Squilli
Il bar era una merda. Ma l'importante era stare lontano dai pensieri.
Chiesi un drink al bancone, volteggiai sullo sgabello girevole per dare un'occhiata intorno: l'arredamento era composto da sedie di legno e barili che fungevano da tavoli, avete presente l'originalità? Quelli del locale, no.
Il ceffo facente funzioni di barista mi allungò lo scotch che avevo ordinato e arraffò la banconota che avevo messo sul pianale di legno, poi si sistemò la maglietta bianca aderente, per coprire la parte inferiore della pancetta.
Mi squadrò: "A posto?"
Presi il bicchiere: "Per ora sì."
Non aggiunsi altro, nemmeno lui. Lanciò un'occhiata all'unica altra persona sugli sgabelli, una brunetta con delle belle gambe, e forse anche un discreto culetto. Ma, nonostante i calzoncini aderenti, non era facile capirlo, dato che stava seduta.

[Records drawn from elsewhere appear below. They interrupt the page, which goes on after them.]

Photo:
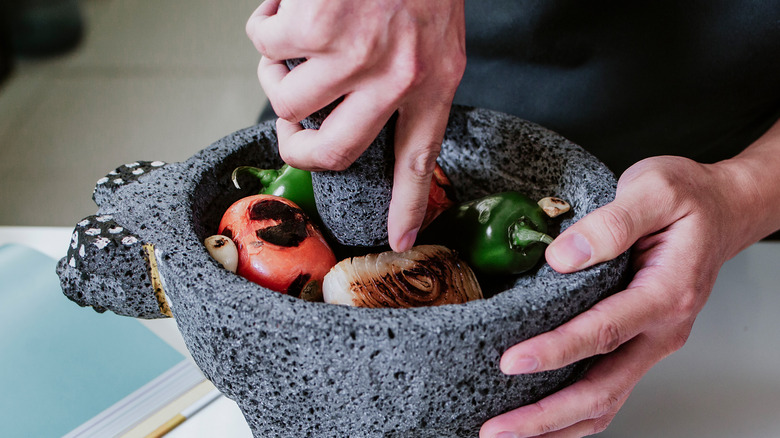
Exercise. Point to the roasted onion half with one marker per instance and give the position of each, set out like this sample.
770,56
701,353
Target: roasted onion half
426,275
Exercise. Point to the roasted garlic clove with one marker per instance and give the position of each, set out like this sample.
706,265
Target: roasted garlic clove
223,250
426,275
554,206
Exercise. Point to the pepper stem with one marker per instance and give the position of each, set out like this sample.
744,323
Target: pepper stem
266,176
522,235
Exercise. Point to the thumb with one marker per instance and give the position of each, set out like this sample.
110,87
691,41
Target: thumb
605,233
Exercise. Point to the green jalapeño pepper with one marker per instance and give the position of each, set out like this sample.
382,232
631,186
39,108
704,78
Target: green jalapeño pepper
286,182
503,233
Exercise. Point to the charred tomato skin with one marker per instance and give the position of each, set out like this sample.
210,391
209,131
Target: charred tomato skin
278,245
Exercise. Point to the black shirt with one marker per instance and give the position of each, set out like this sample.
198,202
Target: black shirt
630,79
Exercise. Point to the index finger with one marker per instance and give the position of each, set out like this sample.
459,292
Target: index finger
418,135
270,35
599,330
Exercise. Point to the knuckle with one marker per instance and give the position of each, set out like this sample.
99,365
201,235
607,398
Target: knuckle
605,404
617,226
422,166
408,74
282,108
332,159
608,337
546,426
601,424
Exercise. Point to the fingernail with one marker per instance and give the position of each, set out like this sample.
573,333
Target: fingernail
572,250
407,241
523,365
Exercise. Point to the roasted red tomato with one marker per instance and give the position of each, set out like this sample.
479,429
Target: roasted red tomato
440,196
278,246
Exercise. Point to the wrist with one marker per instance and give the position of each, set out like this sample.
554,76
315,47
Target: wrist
752,181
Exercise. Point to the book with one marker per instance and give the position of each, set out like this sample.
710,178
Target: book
70,371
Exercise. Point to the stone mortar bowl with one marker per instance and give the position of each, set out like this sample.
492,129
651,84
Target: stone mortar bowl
298,368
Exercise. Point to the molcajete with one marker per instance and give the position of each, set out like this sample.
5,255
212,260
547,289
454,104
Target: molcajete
299,368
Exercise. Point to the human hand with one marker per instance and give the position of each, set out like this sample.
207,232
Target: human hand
687,219
381,57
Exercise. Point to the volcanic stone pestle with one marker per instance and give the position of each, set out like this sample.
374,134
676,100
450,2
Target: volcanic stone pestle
353,203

Visto che la tizia aveva già la sua bevuta e che io ero stato appena sistemato, il barista tornò alle sue faccende, riprese a lucidare una statua di bronzo, un airone, che stava di fianco alla cassa.
La donna mi sorrise, forse il fatto che la guardassi le aveva fatto pensare che fossi in cerca. Ma l'unica ragione per cui la fissavo era il suo profumo: la bettola puzzava di sconfitta, ma l'odore della roba che si era data l'avresti fiutato anche senza il naso.

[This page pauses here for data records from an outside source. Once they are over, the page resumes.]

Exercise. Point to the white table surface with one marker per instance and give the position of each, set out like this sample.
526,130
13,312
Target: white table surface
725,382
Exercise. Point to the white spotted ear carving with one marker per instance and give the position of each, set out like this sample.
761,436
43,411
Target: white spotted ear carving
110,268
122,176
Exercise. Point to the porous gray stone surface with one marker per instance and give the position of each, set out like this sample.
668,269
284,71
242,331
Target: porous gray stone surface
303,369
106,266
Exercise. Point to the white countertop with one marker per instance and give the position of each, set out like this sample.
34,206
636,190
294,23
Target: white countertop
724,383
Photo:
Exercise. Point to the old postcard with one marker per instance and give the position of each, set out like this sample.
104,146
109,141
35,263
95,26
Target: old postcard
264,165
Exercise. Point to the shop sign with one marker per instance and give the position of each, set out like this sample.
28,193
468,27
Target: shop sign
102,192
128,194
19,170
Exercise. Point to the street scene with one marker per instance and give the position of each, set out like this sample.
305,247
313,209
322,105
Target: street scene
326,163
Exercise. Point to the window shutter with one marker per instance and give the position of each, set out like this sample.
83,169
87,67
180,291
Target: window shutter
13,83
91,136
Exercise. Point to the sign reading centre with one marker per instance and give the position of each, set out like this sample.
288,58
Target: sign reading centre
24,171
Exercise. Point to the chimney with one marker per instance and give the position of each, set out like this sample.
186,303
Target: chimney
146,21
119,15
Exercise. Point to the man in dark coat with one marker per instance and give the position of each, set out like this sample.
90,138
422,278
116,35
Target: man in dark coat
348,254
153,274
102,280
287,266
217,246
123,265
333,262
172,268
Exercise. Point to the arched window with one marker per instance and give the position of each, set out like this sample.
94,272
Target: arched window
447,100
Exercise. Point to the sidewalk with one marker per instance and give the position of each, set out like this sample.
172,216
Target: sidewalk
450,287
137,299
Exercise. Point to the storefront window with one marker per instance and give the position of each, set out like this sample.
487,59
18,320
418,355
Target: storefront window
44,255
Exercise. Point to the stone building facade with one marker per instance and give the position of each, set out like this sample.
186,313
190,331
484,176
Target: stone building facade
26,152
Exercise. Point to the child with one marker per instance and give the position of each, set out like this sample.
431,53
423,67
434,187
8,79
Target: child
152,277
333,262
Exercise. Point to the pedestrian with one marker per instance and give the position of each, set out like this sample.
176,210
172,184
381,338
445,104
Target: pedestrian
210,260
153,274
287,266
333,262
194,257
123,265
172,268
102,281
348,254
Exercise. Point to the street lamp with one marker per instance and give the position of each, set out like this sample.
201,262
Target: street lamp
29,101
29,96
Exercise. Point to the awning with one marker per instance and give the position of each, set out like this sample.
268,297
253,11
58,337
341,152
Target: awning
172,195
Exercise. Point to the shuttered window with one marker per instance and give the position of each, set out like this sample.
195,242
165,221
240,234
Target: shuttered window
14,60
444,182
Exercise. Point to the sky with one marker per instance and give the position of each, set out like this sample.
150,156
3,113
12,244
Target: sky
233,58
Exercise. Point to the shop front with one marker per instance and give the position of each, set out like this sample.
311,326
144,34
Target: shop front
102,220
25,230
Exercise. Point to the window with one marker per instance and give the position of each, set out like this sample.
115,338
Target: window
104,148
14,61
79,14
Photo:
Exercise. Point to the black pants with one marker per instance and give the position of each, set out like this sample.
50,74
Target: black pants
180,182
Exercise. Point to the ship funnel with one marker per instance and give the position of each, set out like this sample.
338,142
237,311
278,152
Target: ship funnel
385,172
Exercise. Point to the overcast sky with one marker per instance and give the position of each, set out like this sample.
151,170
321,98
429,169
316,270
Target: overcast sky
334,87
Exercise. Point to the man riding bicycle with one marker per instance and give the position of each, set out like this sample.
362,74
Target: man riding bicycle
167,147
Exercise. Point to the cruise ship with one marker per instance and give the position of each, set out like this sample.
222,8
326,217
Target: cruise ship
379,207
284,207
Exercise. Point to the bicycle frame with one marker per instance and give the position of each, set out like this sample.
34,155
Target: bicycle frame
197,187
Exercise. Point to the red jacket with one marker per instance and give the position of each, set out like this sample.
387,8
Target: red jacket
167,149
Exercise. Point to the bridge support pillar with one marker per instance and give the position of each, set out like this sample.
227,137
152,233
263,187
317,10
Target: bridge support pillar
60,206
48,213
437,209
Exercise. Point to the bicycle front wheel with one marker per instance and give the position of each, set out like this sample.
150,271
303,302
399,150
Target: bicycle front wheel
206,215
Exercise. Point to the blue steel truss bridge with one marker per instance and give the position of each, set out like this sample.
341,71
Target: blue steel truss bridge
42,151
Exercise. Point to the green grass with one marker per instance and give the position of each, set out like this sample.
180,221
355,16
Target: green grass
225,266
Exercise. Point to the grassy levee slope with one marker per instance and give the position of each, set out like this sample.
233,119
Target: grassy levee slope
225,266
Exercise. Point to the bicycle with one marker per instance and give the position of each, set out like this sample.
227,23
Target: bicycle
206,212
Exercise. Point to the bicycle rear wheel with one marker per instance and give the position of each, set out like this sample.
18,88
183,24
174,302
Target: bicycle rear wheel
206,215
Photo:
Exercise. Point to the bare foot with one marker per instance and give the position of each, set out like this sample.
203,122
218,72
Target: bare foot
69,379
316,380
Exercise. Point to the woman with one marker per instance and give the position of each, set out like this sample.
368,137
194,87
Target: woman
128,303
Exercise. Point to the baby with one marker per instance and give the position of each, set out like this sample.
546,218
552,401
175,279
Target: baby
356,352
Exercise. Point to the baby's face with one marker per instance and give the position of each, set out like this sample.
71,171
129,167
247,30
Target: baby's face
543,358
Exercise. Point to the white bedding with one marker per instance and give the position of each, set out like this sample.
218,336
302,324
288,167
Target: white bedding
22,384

E comunque, in cerca, lo si è sempre quando si va in un bar, anche quando non se ne è consapevoli, tanto succede qualcosa che te lo rammenta, come lo sguardo di lei.
Attaccai bottone, spostandomi al posto vicino al suo, stavo rischiando di giocarmi l'olfatto. Ci misi qualche battuta per risultare divertente, niente di banale, ma nemmeno di inedito: frasi brillanti vagliate dalla statistica.
Quella mi ascoltava, ammiccando a tutto spiano. Aveva una bella bocca e lo sapeva; i capelli corti, castani e mossi, facevano risaltare quei lineamenti sensuali. Quando azzeccavo un'uscita simpatica, scoppiava in delle risate sguaiate.
Magari urla anche quando scopa, pensai.
Tra un atto e l'altro, giocava con un ciondolo che portava al collo, a forma di occhiali da sole, una patacca inguardabile. Decisi che, se fossi riuscito a portarmela a letto, avrei trovato una scusa per farglielo togliere.
Pagai il conto. Certo, anche il suo. La parità dei sessi si era fermata ad un metro dalla cassa.
"Andiamo da te?" mi fece lei.
"Sicuro, ho la macchina..."
Il telefono del bar squillava già da qualche secondo, ma quando sei tutto preso, con l'uccello che ti fa da bussola, non stai a sentire quello che accade intorno.
"Gina!"
Era il barista: "E' tuo figlio."
"Cazzo..." imprecò, frugando nella borsetta. Tirò fuori un cellulare sul cui display intravidi diverse chiamate.
"Scusa, è quel bamboccio" disse seccata "otto anni e non riesce a stare da solo a casa di sera."
Andò a rispondere, portandosi via la mia libido con quell'ultima frase, roba da campionato mondiale di stronzaggine. E' sempre stato più forte di me, ci sono alcune donne, non importa quanto belle, che tra sbattermele e prenderle schiaffi, sceglierei la seconda opzione. Perché non prenderle a schiaffi mentre me le sbatto? Non vorrei si divertissero.
La osservai mentre parlava stizzita, gesticolando e fissando in basso davanti a sé, con gli occhi stretti.
Guardai il mio orologio da polso. Quando uscii, lei stava ancora rimproverando il ragazzino, nemmeno si era accorta che me ne stavo andando. E sì, vedendola in piedi, notai che aveva proprio un bel culetto.
Tornai a casa e presi carta e penna, ritrovandomi solo, come al solito.